Por ello, san Josemaría Escrivá de Balaguer escribía que “la alegría es un bien cristiano, que poseemos mientras luchamos {contra nuestros defectos y torcidas tendencias}, porque es consecuencia de la paz” (Forja, No. 105), además de que “tiene sus raíces en forma de Cruz” (Forja, No. 28).

En el camino de la vida nos encontramos con familiares, amistades, colegas de trabajo, conocidos que ante diversas circunstancias sufren de verdad; caen en la tristeza, en el pesimismo e incluso en el llanto. ¡Cuánto se agradecen esos amigos que ríen con nosotros cuando nos alegramos, pero sin duda, mucho más apreciamos a aquellos otros amigos que nos acompañan fielmente ante la dolorosa e inesperada despedida de un ser querido, ante un costoso y arduo episodio de la vida o ante una aguda enfermedad!

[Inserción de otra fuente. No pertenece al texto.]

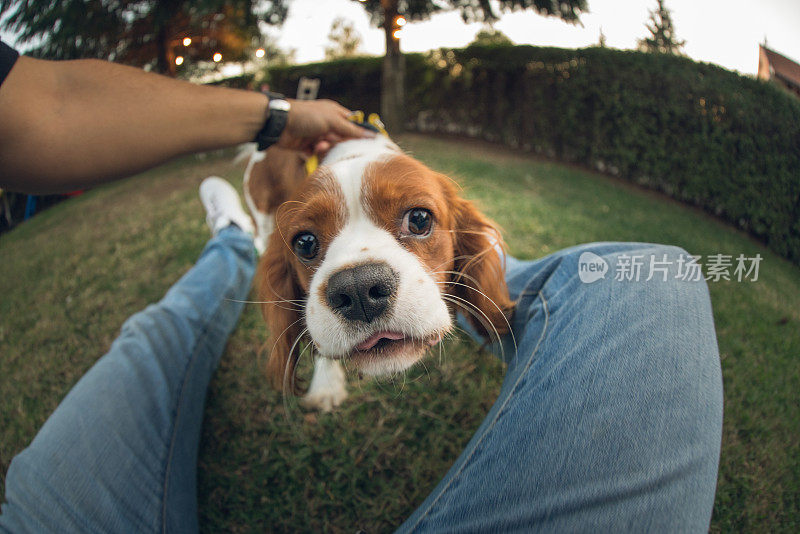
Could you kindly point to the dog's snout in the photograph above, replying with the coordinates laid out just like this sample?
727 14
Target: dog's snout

Resulta un invaluable acto de caridad y generosidad tanto el que brindemos el oportuno consejo que consuele al afligido y que levante el ánimo de aquella persona que apreciamos, así como el que sepamos escuchar con paciencia al que está pasando por una situación dura y adversa para que se desahogue con nosotros y poder ayudarle a que recupere de nuevo su alegría y paz, mediante una visión optimista y confiada en Dios.